In 1985, for example, King Hussein undertook what was then a bold plan of peacemaking based on the concept of Jordan-PLO "confederation." The effort was undermined from the start by differences between Hussein and Arafat and, at any rate, never went far enough to entice the Israelis. It did, however, anger the Syrians, who feared isolation and were angered by the king's failure to consult with Damascus. Syria then unleashed a wave of terror and assassination against Jordanian diplomats throughout the Middle East and elsewhere. In the end, Hussein retreated from his plans, and was even cowed into offering an apology to Assad for his own previous provocations.
Today, Hussein seems undeterred.

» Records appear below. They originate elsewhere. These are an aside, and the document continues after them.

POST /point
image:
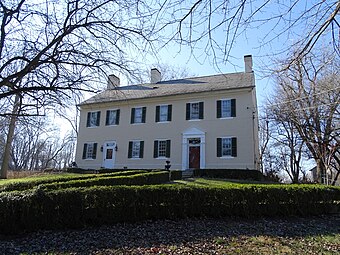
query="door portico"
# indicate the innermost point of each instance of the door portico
(109, 154)
(193, 149)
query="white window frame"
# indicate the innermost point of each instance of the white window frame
(135, 151)
(140, 118)
(192, 116)
(115, 119)
(160, 144)
(225, 149)
(163, 117)
(89, 150)
(226, 111)
(93, 119)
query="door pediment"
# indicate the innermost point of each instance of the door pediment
(193, 132)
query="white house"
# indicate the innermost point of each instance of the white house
(205, 122)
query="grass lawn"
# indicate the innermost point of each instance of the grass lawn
(216, 182)
(36, 177)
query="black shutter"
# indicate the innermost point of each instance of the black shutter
(88, 119)
(201, 110)
(219, 147)
(94, 153)
(133, 115)
(233, 107)
(234, 147)
(143, 114)
(98, 119)
(107, 118)
(130, 150)
(117, 116)
(168, 148)
(141, 149)
(157, 113)
(155, 149)
(169, 112)
(188, 112)
(219, 110)
(84, 150)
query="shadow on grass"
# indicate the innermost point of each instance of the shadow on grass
(127, 237)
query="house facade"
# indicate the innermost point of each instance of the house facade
(195, 123)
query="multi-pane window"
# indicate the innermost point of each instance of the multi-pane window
(138, 115)
(227, 147)
(163, 113)
(226, 108)
(194, 111)
(162, 149)
(93, 119)
(136, 149)
(112, 117)
(90, 151)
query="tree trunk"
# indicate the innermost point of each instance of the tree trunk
(9, 139)
(320, 171)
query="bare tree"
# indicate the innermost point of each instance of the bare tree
(215, 27)
(50, 50)
(307, 99)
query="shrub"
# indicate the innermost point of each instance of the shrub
(231, 174)
(80, 207)
(18, 186)
(175, 175)
(127, 178)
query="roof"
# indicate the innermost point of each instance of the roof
(175, 87)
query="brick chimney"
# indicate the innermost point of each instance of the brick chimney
(155, 75)
(113, 81)
(248, 63)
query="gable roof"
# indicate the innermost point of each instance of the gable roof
(175, 87)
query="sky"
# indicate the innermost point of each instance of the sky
(258, 39)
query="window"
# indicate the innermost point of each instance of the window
(138, 115)
(112, 117)
(163, 113)
(227, 147)
(194, 111)
(161, 149)
(93, 119)
(136, 149)
(90, 151)
(226, 108)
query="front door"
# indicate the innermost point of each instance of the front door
(194, 157)
(109, 155)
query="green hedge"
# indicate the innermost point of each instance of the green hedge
(19, 186)
(105, 180)
(80, 207)
(230, 174)
(175, 175)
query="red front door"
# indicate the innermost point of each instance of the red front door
(194, 157)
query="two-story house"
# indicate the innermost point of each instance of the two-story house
(205, 122)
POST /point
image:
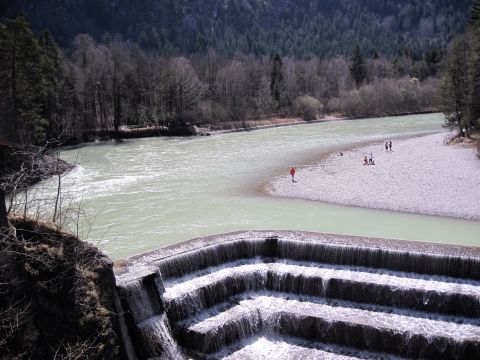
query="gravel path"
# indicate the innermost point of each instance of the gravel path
(421, 175)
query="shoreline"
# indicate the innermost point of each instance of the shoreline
(421, 176)
(189, 130)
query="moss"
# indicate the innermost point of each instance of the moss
(67, 285)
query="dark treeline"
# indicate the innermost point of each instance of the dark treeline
(294, 28)
(46, 93)
(460, 79)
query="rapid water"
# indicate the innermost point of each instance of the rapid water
(146, 193)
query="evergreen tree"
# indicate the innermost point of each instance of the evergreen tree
(455, 85)
(22, 85)
(358, 69)
(276, 79)
(474, 106)
(52, 72)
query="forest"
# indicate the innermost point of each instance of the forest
(100, 82)
(47, 93)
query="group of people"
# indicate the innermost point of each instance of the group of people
(369, 160)
(388, 145)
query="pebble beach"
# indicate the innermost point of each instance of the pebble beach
(420, 175)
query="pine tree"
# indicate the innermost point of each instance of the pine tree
(455, 85)
(358, 69)
(22, 85)
(53, 74)
(276, 79)
(474, 105)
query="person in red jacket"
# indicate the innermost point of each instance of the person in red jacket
(292, 173)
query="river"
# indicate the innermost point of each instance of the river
(146, 193)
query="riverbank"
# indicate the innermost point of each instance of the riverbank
(421, 175)
(126, 132)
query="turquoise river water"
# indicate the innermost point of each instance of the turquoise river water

Whether this is because of Syrian weakness, Assad's good intentions, or Jordanian boldness is unclear; some combination seems likely. Syria certainly retains some residual power of intimidation, as it shows in Lebanon, but it has so far restricted its attacks against Jordan to verbal volleys. That may be a positive sign of Syrian intentions or simply a reflection of Syria's loss of perceived power. For the first time, Hussein seems to be betting that Assad's anger will not reverberate too severely against Jordanian interests.
Bucking Up the Locals
Much overlooked by analysts has been the historic reticence of Jordan's civilian leaders to follow the king's lead in the peace process. That was an essential reason why Abdullah's peace moves were aborted: his prime ministers and cabinet members failed to support him and, at critical moments, Abdullah (and his successors) were always burdened with politicians who would deflect, if not actually reject, peacemaking initiatives. Evidently, this too has changed. Hussein's televised speech to parliament, with its large Islamist bloc, was a watershed, but it is no more significant than the public hosting of Shimon Peres by Prime Minister al-Majali of Kerak, head of one of Jordan's most royalist families. This is complemented by the powerful symbolism of the composition of Jordan's main peace team: led by an East Banker of impeccable loyalist ties (Ambassador Fayez Tarawneh, also of Kerak), it includes a Jordanian of Palestinian origin (Abdullah Tuqan) in charge of security issues; a Jordanian of Christian heritage (Munther Haddadin) in charge of water issues; and an East Bank military officer (General Shurdum) in charge of border demarcation.
In the end, it will surely take time before the Jordanian "street" catches up with the king's policy. Indeed, it is much too early to rule out the chance that Islamic fundamentalists may make common cause with leftists, as they did during the Gulf War, and force a retrenchment on the peace process. Nevertheless, with a peace team so composed, it does appear that Hussein's approach toward Israel may no longer be running against the grain of elite opinion, a historic problem. Together with Jordan's apparent willingness to act against Syrian wishes and in its own interests vis-à-vis the PLO, this bodes well for the overall success of the peace process.
Robert Satloff is the executive director of The Washington Institute for Near East Policy and the author of From Abdullah to Hussein: Jordan in Transition (New York, 1994).